Читаем Самшитовый лес. Этот синий апрель... Золотой дождь полностью

На следующий день Шишкин ушел в другую школу, и Сапожников стал лидером.

К нему сразу подошли - получать указания, как жить, и присмотреться к новому лидеру.

- А пошли вы… - сказал Сапожников.

- Ты что? - спросили его. - Ты что?

- Шишкина жалко, - сказал Сапожников.

- Чего делать будем? - спросили его.

- А я почем знаю?

Так Сапожников перестал быть лидером.

В средних отчаянных классах Сапожникова опять трогать было нельзя - он изобретателем стал, а в лидеры не пошел. А в старших хитрых классах Сапожников уже боксом занимался и набил морду самому хитрому, но сам опять в лидеры не пошел. Так и жил как собака на сене, ни себе, ни другим. Поэтому отношение к нему было сложное. Но об этом потом.
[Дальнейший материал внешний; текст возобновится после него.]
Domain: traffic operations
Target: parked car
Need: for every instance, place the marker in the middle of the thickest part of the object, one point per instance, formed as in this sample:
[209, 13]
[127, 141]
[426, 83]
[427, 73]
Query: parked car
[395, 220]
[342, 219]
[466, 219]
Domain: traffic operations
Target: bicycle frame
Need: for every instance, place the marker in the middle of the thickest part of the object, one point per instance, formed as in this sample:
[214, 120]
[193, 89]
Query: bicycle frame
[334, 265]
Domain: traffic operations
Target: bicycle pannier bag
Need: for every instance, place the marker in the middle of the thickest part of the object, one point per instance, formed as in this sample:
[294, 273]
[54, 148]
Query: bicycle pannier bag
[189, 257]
А теперь, в шестом классе, он ехал на верхней полке в пионерлагерь, который как раз оказался в городе Калязине, поскольку школа была у электрокомбината подшефной.

А у Дунаева опять Нюру увели.


Глава 4


ЗЕЛЕНЫЕ ЯБЛОКИ

- Старики, сколько до Вереи? - крикнул шофер.

- Двадцать километров, - ответили мальчики.

И они с Сапожниковым поехали дальше и въехали и лесок с длинными тенями через голубое шоссе, и в опущенное окошко влетал запах хвои, и тут шофер опять рассказал историю, похожую на куриный помет, и ехать с ним надо было еще двадцать километров. Поворот замелькал полосатыми столбиками, еще поворот - и московское такси съехало на базарную площадь городка, лучше которого не бывает.

Там, напротив торговых рядов с уютными магазинчиками был сквер, где стояли цементные памятники партизанам на мраморных постаментах со старых кладбищ. Там в тени рейсового автобуса лошади жевали сено. Там к мебельному магазину была привязана корова. Там длинноволосый юноша в джинсах с чешским перстнем на руке гнал караван гусей мимо известковой стены церкви. Там на мотоцикле с коляской везли матрац.

И Сапожников повеселел немножко.

Ныряя в колеях, такси покатило вниз, к реке, по немощеной улице, и внимательные прохожие провожали московский номер сощуренными глазами.

Машина остановилась у палисадника, за которым виднелся дом с недостроенной верандой, и Сапожников вылез на солнце.

Он размял затекшие ноги и поболтал подолом рубахи, чтобы остудить тело, прилипшее к нейлону, и шофер намекнул ему на обратный порожний рейс до Москвы.

Но Сапожников не поддался, он помнил гнусное водителево оживление и различные интересные истории о бабах и студентках, которые его кормили и одевали и давали выпить и закусить, и как он сначала копил на аккордеон "Скандале" или "Хохнер", а потом подумал, что тут и на "Москвич" натянешь, и как он говорил: "Я на деньги легкий", и как его в детстве зажимали родители, и он этого им не забудет. И Сапожников дал ему двугривенный поверх счетчика и объяснил, что в машине воняет куриным пометом. А шофер вдруг понял, в чем дело, и растерялся, так как его сбила с толку заграничная рубаха клиента, и медленно уехал, упрекая Сапожникова все же глазами за скупость.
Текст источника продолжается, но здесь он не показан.